Alliance with U.S. dramatically upgraded to ‘nuclear deterrence alliance’: national security adviser

May 1, 2023

National Security Adviser Cho Tae-yong said Monday that the alliance between South Korea and the United States has been significantly upgraded through a newly-adopted nuclear deterrence agreement.

Cho made the remark in an interview with YTN TV, referring to the Washington Declaration that President Yoon Suk Yeol and U.S. President Joe Biden adopted during a summit last week to bolster the U.S. “extended deterrence” commitment to defend South Korea by using all of its military capabilities, including nuclear weapons.

Under the deal, the allies agreed to establish the Nuclear Consultative Group to ensure South Korea’s say in the U.S. use of nuclear weapons and to deploy U.S. strategic assets, such as nuclear-armed submarines, to the Korean Peninsula more often to deter the North.

“If bombers, warships and submarines are all put together, we will be working in a situation effectively similar to the constant deployment of strategic assets,” Cho said. “The goal is to maintain the readiness to deploy strategic assets so as to surely punish North Korea if it plays with fire at any time during the 365 days of the year.”

In particular, Cho said, the upcoming visit by a nuclear ballistic missile submarine to South Korea is something unseen in nearly 40 years and means the U.S. will send all the strategic assets it can to ensure South Korea does not come under a North Korean nuclear attack.
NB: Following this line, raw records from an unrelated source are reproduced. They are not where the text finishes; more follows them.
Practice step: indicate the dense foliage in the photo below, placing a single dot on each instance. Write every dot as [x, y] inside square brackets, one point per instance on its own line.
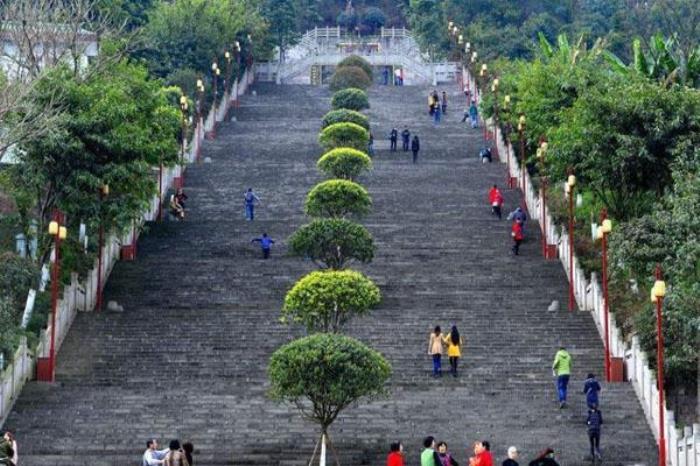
[324, 301]
[344, 135]
[344, 115]
[351, 99]
[338, 198]
[325, 373]
[344, 162]
[332, 243]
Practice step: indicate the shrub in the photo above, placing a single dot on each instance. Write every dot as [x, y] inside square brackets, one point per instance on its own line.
[325, 301]
[344, 135]
[356, 61]
[344, 162]
[349, 76]
[325, 373]
[350, 98]
[332, 243]
[338, 198]
[344, 115]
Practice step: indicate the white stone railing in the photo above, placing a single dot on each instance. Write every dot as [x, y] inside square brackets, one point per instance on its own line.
[82, 296]
[682, 445]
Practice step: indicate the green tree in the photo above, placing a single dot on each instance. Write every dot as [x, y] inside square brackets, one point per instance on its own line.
[325, 373]
[345, 115]
[344, 135]
[352, 99]
[332, 243]
[344, 162]
[325, 301]
[281, 17]
[338, 198]
[190, 33]
[116, 125]
[622, 138]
“The South Korea-U.S. alliance was dramatically upgraded from an alliance based on conventional military power to a nuclear deterrence alliance,” he said.

Cho also highlighted Biden’s warning that the North’s regime would end if it uses nuclear weapons.

“What is important is that the U.S. president spoke words that if North Korea attacks South Korea with nuclear weapons, it would mean the end of the North Korean regime. It was the first time (for the U.S. president to say such things),” he said.

On the issue of Yoon’s suggestion of the possibility of South Korea shifting its policy of providing only non-lethal aid to Ukraine, Cho said Yoon’s point was that South Korea can take various things into account depending on developments in the Ukraine war or if large-scale humanitarian problems arise.

Cho also said he believes it was a “diplomatic gaffe” for China to denounce Yoon’s expression of opposition to changing the status quo across the Taiwan Strait by force as verbal meddling, saying Yoon only talked about a principle in international law.